Here are a few books I have read multiple times:
1. The Bible
2. Some devotional books: Daily Light on the Daily Path, Spurgeon’s Morning by Morning and Evening by Evening
3. Les Miserables (the unabridged version only once, though!)
4. The Little House series by Laura Ingalls Wilder
5. David Copperfield by Charles Dickens
6. A Tale of Two Cities by Charles Dickens
7. Little Women, Little Men, Jo’s Boys
8. Changed Into His Image by Jim Berg
9. Spiritual Leadership by J. Oswald Sanders
10. How to Say No to a Stubborn Habit by Erwin Lutzer
11. Isobel Kuhn’s books: By Searching, In the Arena, Second Mile People, Green Leaf in Drought
12. Amy Carmichael of Dohnavur by Frank Houghton
13. Goforth of China and Climbing by Rosalind Goforth
14. Anne of Green Gables by Lucy Maud Montgomery
15. Rose From Brier by Amy Carmichael
16. Through Gates of Splendor by Elisabeth Elliot
Some of those I will probably revisit again in the future. Here are some that I don’t remember reading more than once but would like to read again some time:
1. C. S. Lewis’s Space Trilogy
2. Jane Austen’s books
3. Tolkien’s Lord of the Rings series
4. Jane Eyre
5. Gene Stratton Porter’s Freckles and A Girl of the Limberlost. I was quite captivated by them as a child, but when I have looked at descriptions of them as an adult, they don’t sound appealing. I don’t remember much about them, so it would be interesting to see what drew me to them in my youth.

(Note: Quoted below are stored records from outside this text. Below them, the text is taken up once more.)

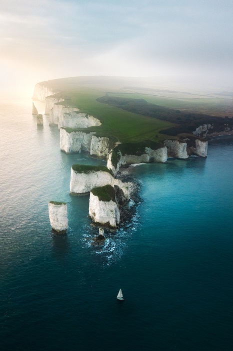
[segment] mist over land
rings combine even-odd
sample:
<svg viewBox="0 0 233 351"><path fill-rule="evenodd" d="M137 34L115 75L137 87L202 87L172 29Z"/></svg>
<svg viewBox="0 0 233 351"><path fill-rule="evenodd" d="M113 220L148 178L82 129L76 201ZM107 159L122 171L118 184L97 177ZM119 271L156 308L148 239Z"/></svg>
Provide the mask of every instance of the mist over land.
<svg viewBox="0 0 233 351"><path fill-rule="evenodd" d="M2 98L37 82L144 77L150 87L233 90L232 2L2 0Z"/></svg>

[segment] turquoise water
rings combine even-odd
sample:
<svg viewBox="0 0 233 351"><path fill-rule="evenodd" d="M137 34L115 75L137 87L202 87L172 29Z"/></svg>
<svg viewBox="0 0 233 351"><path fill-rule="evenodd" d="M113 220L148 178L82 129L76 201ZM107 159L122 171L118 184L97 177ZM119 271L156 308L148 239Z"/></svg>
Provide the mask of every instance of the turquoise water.
<svg viewBox="0 0 233 351"><path fill-rule="evenodd" d="M69 183L74 163L104 162L61 152L31 111L0 110L0 349L232 349L232 138L206 159L130 167L141 200L100 248ZM68 203L66 235L51 232L52 200Z"/></svg>

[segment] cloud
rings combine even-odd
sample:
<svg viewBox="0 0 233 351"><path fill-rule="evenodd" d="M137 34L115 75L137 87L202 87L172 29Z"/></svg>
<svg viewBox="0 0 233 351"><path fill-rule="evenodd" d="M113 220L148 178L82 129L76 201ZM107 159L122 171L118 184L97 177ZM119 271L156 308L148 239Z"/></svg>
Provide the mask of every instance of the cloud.
<svg viewBox="0 0 233 351"><path fill-rule="evenodd" d="M192 73L230 81L232 10L228 0L2 0L0 58L14 75L41 80Z"/></svg>

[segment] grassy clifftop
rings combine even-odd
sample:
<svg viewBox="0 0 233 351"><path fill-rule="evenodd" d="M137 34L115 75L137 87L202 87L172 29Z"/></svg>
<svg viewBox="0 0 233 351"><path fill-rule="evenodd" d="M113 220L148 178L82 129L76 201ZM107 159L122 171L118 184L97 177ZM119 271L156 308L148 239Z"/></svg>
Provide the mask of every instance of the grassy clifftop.
<svg viewBox="0 0 233 351"><path fill-rule="evenodd" d="M224 125L232 122L228 118L233 108L230 97L149 89L143 87L142 79L142 85L138 85L140 81L139 78L123 77L74 77L40 84L60 92L56 95L64 101L58 103L77 107L99 119L102 125L92 127L91 131L100 136L114 137L122 143L146 139L160 141L170 135L176 138L178 133L192 132L196 124L202 124L206 119L208 123L212 122L211 116L202 114L197 118L194 113L215 115L217 129L222 128L222 123ZM136 101L140 100L141 106L136 104L136 108L132 108L130 102L123 106L120 98L118 103L112 102L112 98L106 104L106 97L108 100L110 98L124 98L125 102L126 99L132 98L134 105ZM173 109L169 111L168 108ZM216 120L216 116L226 115L228 118L226 121ZM162 130L165 134L160 133Z"/></svg>
<svg viewBox="0 0 233 351"><path fill-rule="evenodd" d="M59 90L60 92L56 95L65 99L62 104L78 107L100 119L102 125L92 127L92 131L102 136L114 136L121 142L140 141L145 139L156 141L160 138L164 138L159 135L158 131L172 127L174 124L124 111L96 101L109 89L116 92L120 90L122 82L110 83L107 78L73 77L40 84Z"/></svg>

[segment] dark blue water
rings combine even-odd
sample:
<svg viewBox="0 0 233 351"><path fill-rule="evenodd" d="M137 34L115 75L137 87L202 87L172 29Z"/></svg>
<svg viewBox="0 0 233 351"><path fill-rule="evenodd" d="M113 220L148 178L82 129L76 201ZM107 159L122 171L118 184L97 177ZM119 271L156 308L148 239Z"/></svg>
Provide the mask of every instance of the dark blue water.
<svg viewBox="0 0 233 351"><path fill-rule="evenodd" d="M206 159L130 167L142 201L100 248L69 183L74 163L104 163L62 152L31 104L0 110L0 349L232 350L232 138ZM68 203L66 235L50 200Z"/></svg>

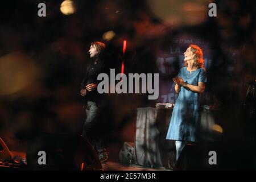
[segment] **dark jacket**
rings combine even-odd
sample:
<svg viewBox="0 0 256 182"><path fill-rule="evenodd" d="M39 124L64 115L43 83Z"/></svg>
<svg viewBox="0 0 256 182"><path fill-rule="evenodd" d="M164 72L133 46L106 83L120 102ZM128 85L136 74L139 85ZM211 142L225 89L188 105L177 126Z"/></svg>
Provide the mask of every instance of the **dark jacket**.
<svg viewBox="0 0 256 182"><path fill-rule="evenodd" d="M81 83L81 89L85 89L85 86L90 84L95 84L98 85L101 81L97 80L98 75L101 73L105 73L104 62L102 59L97 59L96 64L94 64L95 60L88 64L86 70L84 79ZM102 99L102 95L99 94L97 89L87 92L85 97L86 101L97 102Z"/></svg>

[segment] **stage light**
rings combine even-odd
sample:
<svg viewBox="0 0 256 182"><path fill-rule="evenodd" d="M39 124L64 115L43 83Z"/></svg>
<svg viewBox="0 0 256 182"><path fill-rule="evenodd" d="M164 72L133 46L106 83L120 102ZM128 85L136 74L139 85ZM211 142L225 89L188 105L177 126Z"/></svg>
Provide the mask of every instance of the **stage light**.
<svg viewBox="0 0 256 182"><path fill-rule="evenodd" d="M65 15L69 15L76 11L74 2L71 0L65 0L60 5L60 11Z"/></svg>
<svg viewBox="0 0 256 182"><path fill-rule="evenodd" d="M109 31L105 32L102 35L102 38L106 41L112 40L115 36L115 34L113 31Z"/></svg>

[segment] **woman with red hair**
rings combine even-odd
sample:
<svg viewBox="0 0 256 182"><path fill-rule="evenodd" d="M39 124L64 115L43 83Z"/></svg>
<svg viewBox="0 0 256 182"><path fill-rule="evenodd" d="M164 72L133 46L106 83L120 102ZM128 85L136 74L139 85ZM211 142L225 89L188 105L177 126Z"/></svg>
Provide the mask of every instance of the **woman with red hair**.
<svg viewBox="0 0 256 182"><path fill-rule="evenodd" d="M179 96L166 136L167 139L175 140L176 161L186 144L196 142L200 125L199 96L204 91L206 82L201 49L190 45L184 55L185 67L173 78Z"/></svg>

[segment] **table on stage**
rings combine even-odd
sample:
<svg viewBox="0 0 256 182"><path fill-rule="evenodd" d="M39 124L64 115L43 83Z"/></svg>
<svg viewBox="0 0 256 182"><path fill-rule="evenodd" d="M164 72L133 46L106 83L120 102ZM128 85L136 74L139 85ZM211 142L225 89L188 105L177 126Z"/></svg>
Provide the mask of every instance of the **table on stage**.
<svg viewBox="0 0 256 182"><path fill-rule="evenodd" d="M175 159L175 143L166 139L173 107L156 107L137 109L135 154L140 166L166 167Z"/></svg>

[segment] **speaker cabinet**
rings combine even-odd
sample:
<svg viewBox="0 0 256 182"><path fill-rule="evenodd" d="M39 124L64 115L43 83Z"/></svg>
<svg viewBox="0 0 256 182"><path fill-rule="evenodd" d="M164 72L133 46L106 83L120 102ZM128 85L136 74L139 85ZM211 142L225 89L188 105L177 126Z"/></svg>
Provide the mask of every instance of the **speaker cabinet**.
<svg viewBox="0 0 256 182"><path fill-rule="evenodd" d="M81 136L45 133L29 144L26 154L31 170L102 170L97 153Z"/></svg>

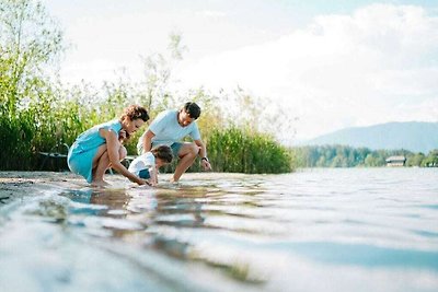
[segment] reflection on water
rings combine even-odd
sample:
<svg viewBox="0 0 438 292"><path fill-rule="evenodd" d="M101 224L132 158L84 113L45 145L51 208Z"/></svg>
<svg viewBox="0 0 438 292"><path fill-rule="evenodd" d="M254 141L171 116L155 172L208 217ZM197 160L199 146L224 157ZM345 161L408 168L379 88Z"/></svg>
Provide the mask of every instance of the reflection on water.
<svg viewBox="0 0 438 292"><path fill-rule="evenodd" d="M438 289L436 170L187 177L8 206L0 290Z"/></svg>

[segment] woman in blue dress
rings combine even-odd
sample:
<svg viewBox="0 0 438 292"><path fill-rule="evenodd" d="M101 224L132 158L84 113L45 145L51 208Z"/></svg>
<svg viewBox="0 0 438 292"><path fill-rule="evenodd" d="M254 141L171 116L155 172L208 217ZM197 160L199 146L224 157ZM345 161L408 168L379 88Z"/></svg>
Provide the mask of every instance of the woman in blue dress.
<svg viewBox="0 0 438 292"><path fill-rule="evenodd" d="M134 183L147 184L120 163L127 151L119 138L130 136L148 120L149 115L145 107L130 105L124 109L119 119L110 120L84 131L76 139L68 153L67 162L70 171L82 175L94 186L104 186L107 183L103 176L111 166Z"/></svg>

6. When God Weeps by Joni Eareckson Tada and Steve Estes, one of the best books on suffering, born out of Joni’s questions and struggles after becoming paralyzed.
7. Uncle Tom’s Cabin by Harriet Beecher Stow. I was never interested in this until a former pastor described Uncle Tom as the kind of Christian you always wanted to be.
8. Spiritual Depression by David Martyn Lloyd Jones
9. Hudson Taylor: In Early Years – Growth of a Soul by Howard Taylor. There are shorter biographies of him — I may have read Hudson Taylor’s Spiritual Secret more than once — but this one covers so much more.
10. Jan Karon’s Mitford series
11. Keep a Quiet Heart by Elisabeth Elliot
12. A Path Through Suffering by Elisabeth Elliot
13. End of the Spear by Steve Saint
14. Michael Phillips’ Stonewyck trilogy
15. Janette Oke’s early books
16. Sarah Sundin’s Wings of Glory series
I’m sure there are even more I could add to that list. The main problem with rereading is that there are so many new good books being published, it’s hard to make time to go back to the old ones. But any of these is worth another read, and I like to work them in here and there amidst the new ones.